Marcus & Bradbard and Terrance M. Bresnahan for Plaintiffs and Appellants.

Sellar & Engleking and A. J. Engleking for Defendant and Respondent.

OPINION

DEVINE, J.

Plaintiff (the singular is used, all plaintiffs being substantially the same) appeals from an order denying a preliminary injunction and dissolving a restraining order against defendant. Plaintiff operates a business of selling Chevrolet automobiles in Concord, Contra Costa County. On April 29, 1961, defendant attached a sign to the back of a 1960 Chevrolet which he had bought from plaintiff, which displayed this uncomplimentary notice: "Another Stinking Chevy. Its a Dog. Service is No Good. Bought from Fitzpatrick Chevrolet. 5 sets of spark plugs in 7500 miles and the front end 'shakes, rattles and rolls.' " The agreed statement of facts informs us merely that defendant on one occasion parked in front of plaintiff's place of business with the sign attached, and on "numerous occasions" drove in the vicinity of the place of business. This is all that we have before us, because appellant has proceeded upon the agreed statement as the whole record on appeal under rule 6(a) of the California Rules of Court. fn. *

[1] Appellant would have us determine the law relating to display of defamatory matter in the manner used by defendant, and his entire brief goes to what may be, at some later time, the merits of the case. This is not the time for adjudicating the ultimate rights in controversy. The superior court has decided simply that, balancing the equities of the parties, pending the trial, the court would not enjoin defendant. Nothing more was decided. (Froomer v. Drollinger, 183 Cal. App. 2d 787, 789 [7 Cal. Rptr. 268].)

[2] Only if it were made to appear that there had been a clear abuse of discretion in the denial of the injunction [205 Cal. App. 2d 242] could there be a reversal. (O'Shea v. Tile Layers Union, 155 Cal. App. 2d 373, 377 [318 P.2d 102].) This we do not find in the slender record presented to us. We cannot find from the agreed statement, which does not include the pleadings, whether it is alleged, by verified complaint or affidavit, that the declarations on the sign are untrue in whole or in part. We cannot tell whether the defendant threatened to continue his unique protestation.
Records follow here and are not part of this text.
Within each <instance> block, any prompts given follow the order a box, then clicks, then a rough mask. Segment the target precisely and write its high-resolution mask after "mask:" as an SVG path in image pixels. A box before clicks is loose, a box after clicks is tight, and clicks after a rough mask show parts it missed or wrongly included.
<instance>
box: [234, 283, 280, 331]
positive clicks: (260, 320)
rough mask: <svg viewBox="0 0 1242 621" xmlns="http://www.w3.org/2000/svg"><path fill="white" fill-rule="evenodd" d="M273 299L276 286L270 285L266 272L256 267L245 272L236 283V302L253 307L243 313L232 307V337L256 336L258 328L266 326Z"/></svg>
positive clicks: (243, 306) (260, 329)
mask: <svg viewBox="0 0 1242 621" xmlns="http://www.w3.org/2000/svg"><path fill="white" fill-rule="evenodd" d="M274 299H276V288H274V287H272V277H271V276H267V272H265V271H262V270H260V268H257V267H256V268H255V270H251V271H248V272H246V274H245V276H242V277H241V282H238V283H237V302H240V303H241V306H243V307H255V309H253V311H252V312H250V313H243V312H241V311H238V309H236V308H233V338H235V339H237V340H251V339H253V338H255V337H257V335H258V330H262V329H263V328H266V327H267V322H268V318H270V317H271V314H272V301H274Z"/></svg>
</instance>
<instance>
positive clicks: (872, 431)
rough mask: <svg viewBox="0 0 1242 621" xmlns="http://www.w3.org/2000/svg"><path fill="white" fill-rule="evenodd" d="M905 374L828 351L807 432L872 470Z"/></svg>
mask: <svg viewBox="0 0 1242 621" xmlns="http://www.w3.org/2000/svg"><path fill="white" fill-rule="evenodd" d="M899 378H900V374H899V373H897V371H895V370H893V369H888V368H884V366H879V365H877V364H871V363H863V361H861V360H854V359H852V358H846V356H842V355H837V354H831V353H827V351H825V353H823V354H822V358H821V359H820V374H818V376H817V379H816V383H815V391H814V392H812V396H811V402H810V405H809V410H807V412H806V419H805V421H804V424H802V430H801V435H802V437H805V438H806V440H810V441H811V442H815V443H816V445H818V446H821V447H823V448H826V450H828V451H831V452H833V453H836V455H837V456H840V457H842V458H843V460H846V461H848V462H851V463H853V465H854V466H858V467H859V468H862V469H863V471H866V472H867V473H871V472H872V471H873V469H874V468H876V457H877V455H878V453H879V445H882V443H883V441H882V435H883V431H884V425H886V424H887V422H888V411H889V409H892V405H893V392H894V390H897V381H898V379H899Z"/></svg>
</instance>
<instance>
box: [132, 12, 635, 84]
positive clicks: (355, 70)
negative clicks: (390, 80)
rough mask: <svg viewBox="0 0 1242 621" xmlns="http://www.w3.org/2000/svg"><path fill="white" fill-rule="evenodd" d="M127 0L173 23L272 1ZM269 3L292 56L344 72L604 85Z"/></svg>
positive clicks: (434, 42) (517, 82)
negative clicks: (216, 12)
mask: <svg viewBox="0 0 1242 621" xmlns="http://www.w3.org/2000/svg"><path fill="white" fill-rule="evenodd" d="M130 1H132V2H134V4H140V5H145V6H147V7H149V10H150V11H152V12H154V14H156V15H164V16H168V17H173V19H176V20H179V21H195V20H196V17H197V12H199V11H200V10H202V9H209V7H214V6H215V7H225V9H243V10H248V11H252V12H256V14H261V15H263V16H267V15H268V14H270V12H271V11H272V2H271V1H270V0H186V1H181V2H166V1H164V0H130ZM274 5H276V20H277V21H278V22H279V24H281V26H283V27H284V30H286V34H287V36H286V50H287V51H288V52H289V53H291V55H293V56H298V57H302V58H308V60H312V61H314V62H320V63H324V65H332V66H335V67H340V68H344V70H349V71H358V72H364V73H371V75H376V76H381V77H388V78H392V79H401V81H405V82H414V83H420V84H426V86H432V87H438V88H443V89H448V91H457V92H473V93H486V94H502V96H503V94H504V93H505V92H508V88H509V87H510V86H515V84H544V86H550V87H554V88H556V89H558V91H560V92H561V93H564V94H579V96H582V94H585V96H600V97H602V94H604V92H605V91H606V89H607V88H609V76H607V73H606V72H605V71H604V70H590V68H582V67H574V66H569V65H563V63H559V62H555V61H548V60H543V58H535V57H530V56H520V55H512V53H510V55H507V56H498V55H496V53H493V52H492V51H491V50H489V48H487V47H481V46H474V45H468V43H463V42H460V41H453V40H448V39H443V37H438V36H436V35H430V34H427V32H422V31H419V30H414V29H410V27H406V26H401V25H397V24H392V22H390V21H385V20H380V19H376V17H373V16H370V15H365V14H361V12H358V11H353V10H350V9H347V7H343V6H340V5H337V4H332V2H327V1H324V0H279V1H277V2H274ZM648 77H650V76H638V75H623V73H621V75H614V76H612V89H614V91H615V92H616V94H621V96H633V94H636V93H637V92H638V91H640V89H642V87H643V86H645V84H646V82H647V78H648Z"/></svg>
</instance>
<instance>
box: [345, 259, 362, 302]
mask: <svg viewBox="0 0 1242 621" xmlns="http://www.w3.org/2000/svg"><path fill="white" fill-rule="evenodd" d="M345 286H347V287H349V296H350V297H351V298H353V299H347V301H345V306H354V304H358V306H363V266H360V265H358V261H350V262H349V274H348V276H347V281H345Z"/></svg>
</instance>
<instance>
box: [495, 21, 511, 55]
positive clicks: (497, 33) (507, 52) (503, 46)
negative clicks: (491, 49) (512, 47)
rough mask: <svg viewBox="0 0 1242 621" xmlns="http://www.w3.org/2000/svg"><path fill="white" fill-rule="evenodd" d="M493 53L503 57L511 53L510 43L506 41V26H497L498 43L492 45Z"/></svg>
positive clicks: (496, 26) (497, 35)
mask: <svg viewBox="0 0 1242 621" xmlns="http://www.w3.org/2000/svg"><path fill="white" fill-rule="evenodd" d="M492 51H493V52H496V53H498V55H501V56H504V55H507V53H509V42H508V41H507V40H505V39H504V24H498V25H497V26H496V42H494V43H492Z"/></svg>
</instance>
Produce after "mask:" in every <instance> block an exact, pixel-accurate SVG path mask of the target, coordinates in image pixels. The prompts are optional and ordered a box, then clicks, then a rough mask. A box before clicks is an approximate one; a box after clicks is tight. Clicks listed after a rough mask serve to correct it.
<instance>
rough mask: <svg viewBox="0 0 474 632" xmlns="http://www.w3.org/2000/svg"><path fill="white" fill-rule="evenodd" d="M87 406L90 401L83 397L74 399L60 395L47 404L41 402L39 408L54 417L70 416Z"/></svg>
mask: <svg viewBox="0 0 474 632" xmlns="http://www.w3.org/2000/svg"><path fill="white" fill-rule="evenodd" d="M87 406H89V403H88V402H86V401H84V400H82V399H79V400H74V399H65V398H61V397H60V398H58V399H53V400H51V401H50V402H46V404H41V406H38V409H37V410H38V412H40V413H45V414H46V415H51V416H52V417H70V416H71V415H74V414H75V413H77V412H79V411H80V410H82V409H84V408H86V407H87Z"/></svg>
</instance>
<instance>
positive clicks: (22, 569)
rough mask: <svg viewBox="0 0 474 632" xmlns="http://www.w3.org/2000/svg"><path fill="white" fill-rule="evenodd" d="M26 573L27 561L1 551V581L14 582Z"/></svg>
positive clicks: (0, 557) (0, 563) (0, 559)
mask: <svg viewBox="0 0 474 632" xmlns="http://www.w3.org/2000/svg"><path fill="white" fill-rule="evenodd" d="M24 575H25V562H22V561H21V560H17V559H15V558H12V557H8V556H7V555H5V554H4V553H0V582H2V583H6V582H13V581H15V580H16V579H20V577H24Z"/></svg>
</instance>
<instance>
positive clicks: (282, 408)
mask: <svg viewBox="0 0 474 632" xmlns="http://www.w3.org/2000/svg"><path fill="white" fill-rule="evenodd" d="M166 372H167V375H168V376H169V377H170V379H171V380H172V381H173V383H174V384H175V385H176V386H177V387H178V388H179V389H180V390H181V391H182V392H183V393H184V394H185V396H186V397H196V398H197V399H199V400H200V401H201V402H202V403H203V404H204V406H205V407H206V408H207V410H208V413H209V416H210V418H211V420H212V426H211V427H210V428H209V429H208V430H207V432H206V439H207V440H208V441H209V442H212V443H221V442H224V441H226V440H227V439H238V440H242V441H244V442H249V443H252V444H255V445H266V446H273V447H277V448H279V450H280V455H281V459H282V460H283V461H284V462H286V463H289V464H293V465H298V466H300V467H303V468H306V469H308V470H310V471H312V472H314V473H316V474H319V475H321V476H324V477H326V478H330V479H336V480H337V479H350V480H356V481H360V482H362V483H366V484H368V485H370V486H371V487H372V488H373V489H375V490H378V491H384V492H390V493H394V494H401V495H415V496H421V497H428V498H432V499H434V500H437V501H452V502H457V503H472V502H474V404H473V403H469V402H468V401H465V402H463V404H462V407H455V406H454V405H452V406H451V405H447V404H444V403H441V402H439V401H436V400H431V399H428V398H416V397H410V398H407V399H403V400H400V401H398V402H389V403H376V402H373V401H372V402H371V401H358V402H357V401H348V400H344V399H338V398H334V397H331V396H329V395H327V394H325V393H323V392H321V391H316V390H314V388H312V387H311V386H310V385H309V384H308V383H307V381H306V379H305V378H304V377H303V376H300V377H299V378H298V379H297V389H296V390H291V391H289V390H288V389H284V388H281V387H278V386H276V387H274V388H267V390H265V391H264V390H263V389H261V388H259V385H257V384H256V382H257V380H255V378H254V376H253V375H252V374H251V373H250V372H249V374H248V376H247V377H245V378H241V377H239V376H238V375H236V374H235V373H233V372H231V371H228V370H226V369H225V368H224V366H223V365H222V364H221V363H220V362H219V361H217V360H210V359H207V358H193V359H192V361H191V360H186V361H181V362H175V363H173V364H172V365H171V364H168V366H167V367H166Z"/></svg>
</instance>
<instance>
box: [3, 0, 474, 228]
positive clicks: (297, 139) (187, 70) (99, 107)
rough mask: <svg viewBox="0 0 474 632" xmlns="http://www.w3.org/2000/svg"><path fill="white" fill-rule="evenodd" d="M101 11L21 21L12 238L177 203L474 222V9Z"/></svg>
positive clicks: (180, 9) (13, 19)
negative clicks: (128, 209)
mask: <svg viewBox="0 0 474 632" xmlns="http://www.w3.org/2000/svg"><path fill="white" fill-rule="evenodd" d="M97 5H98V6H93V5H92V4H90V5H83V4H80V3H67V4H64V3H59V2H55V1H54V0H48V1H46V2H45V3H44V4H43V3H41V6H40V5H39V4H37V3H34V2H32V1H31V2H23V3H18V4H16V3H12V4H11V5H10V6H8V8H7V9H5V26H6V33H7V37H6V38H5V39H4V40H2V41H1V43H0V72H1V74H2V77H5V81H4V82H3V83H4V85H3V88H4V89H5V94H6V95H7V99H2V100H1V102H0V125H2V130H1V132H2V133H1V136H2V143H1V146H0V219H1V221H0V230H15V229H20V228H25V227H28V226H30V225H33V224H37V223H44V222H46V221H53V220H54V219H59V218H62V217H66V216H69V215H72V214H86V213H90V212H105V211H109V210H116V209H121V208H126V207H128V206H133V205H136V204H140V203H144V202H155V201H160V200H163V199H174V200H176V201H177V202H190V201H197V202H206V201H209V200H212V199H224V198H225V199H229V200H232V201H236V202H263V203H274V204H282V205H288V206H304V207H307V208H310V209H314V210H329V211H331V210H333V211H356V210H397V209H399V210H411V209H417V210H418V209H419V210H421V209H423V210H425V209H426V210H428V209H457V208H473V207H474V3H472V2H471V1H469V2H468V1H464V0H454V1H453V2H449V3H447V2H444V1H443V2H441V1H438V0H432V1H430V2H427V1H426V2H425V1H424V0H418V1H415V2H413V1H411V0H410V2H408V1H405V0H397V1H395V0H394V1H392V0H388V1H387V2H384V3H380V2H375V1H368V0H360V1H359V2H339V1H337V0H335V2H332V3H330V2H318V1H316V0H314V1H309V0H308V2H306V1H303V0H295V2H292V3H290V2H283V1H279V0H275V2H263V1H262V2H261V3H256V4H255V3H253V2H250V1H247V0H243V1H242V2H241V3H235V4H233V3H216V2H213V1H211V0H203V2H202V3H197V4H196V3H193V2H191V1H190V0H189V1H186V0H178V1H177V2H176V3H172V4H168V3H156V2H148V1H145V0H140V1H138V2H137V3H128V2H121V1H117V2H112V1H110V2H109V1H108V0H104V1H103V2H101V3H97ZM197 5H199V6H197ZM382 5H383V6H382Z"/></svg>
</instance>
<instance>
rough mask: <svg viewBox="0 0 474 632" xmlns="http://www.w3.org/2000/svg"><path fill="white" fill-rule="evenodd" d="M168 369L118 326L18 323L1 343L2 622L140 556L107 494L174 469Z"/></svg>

We are not given any material whatever on the subject of probable damages, and although it may be that actual or threatened loss of business would be difficult to trace to defendant's acts, nevertheless, in the absence of anything at all on that subject, we cannot hold that damages of degree so substantial as to require a preliminary injunction were impending. A product so well known as Chevrolet, and a dealer selling Chevrolets, may or may not be damaged by acts like defendant's.

The court may well have considered that an early trial on all of the merits of the main controversy could be had, and that preliminary injunction was unnecessary.

We cannot hold, as a matter of law, that the court must have issued the preliminary injunction, and that it was an abuse of discretion to deny it.

The order denying the preliminary injunction and dissolving the restraining order is affirmed.

Draper, P. J., and Salsman, J., concurred.

FN *. Formerly Rules on Appeal, rule 6(a).